Greenvale were overcharging Sainsbury's to finance the bribes and the supermarket giant knew nothing of the arrangement, said Mr. Ozin. "What is in it for Sainsbury's to fund Mr. Maylam's stays at Claridges, dining on fine food and drinking champagne while at the same time taking out large sums of cash?"
Sainsbury's own code of conduct demands all hospitality gifts must be placed in a charity raffle and failure to do so may result in misconduct proceedings and dismissal.
"Further money was syphoned off by Mr. Maylam by using bogus businesses pretending to be something else and became another way of taking lot's of money," added the prosecutor.
"One and a half million pounds was paid to Mr. Maylam through third parties and a bank account in Luxembourg. The payments were made on the bogus basis they were for potato research or storage of potatoes in Spain.
"A peculiar feature of the corruption was that it was self-funding. Greenvale were not paying for it, Sainsbury's were paying for the corruption of their own buyer and this was achieved by overcharging Sainsbury's."
Baxter, who was based at offices in Stoke Heath will give evidence against Behagg, who worked from Chatteris. "Mr. Baxter paints a picture of corruption that goes to the very heart of Greenvale. To the senior management," said Mr. Ozin.
Baxter claims Maylam had an arrangement with the company's chief executive officer from June, 2005 to receive secret cash reimbursements for his expenses.
"Mr. Maylam sent his receipts in envelopes to Mr. Baxter's home address to avoid Greenvale scrutiny and he then took them to Mr. Behagg. Mr. Baxter would then deliver the cash in a brown envelope to Mr. Maylam.
"Mr Baxter says 'The Fund' was discussed in senior management meetings that were attended by Mr. Behagg, who explained to the others what went through the books.
"Mr. Maylam then made it clear he wanted more and was told the payment could be for a consultancy report, which was suggested by Mr. Behagg. This resulted in a payment of eighty-five thousand pounds."

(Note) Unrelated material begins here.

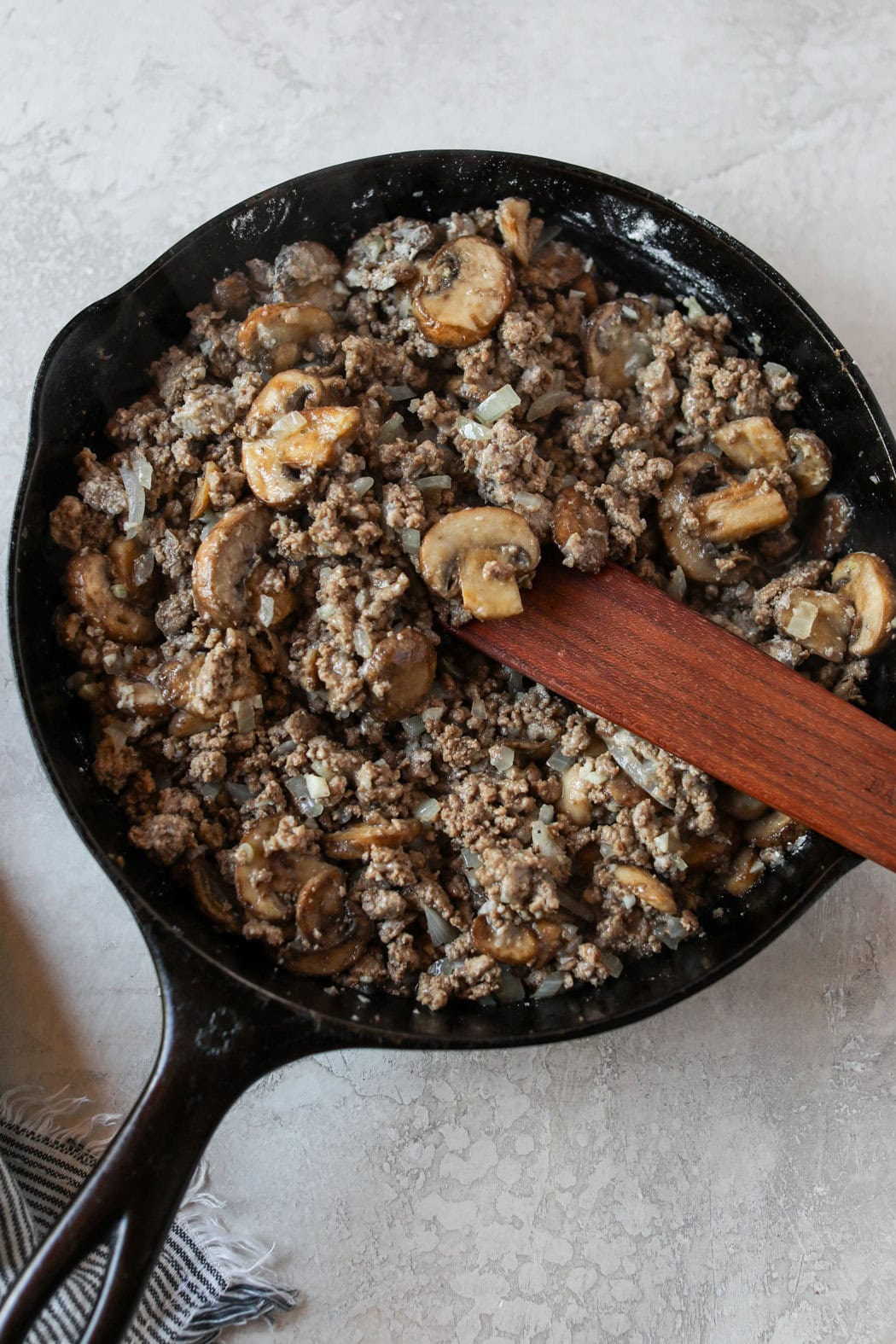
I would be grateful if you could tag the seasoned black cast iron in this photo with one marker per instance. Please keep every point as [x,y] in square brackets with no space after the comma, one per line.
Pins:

Sainsbury's also ended up paying more for Greenvale's potatoes than agreed.
"What happened under Sainsbury's radar was that Mr. Maylam was agreeing to massive increases in the price of potatoes. The prices were much too high.
"One technique was to add on one pound to a crate and with the volume we are talking about it soon adds up," said Mr. Ozin. "They also supplied smaller packs for the same price and there were illogical prices for new packs."
Behagg was arrested and questioned by fraud detectives. "He said Mr. Baxter told him Mr. Maylam was offering better prices in return for Greenvale providing him with entertainment and hospitality.
"They believed that if they did not do what Mr. Maylam was asking they would lose Sainsbury's business. He described is as 'extortion' by Mr. Maylam.
"He said he assumed Mr. Maylam had the permission of Sainsbury's to use 'The Fund' for whatever he wanted.
"His explanation that Sainsbury's knew what was going on is incredible."
The trial is expected to last three weeks.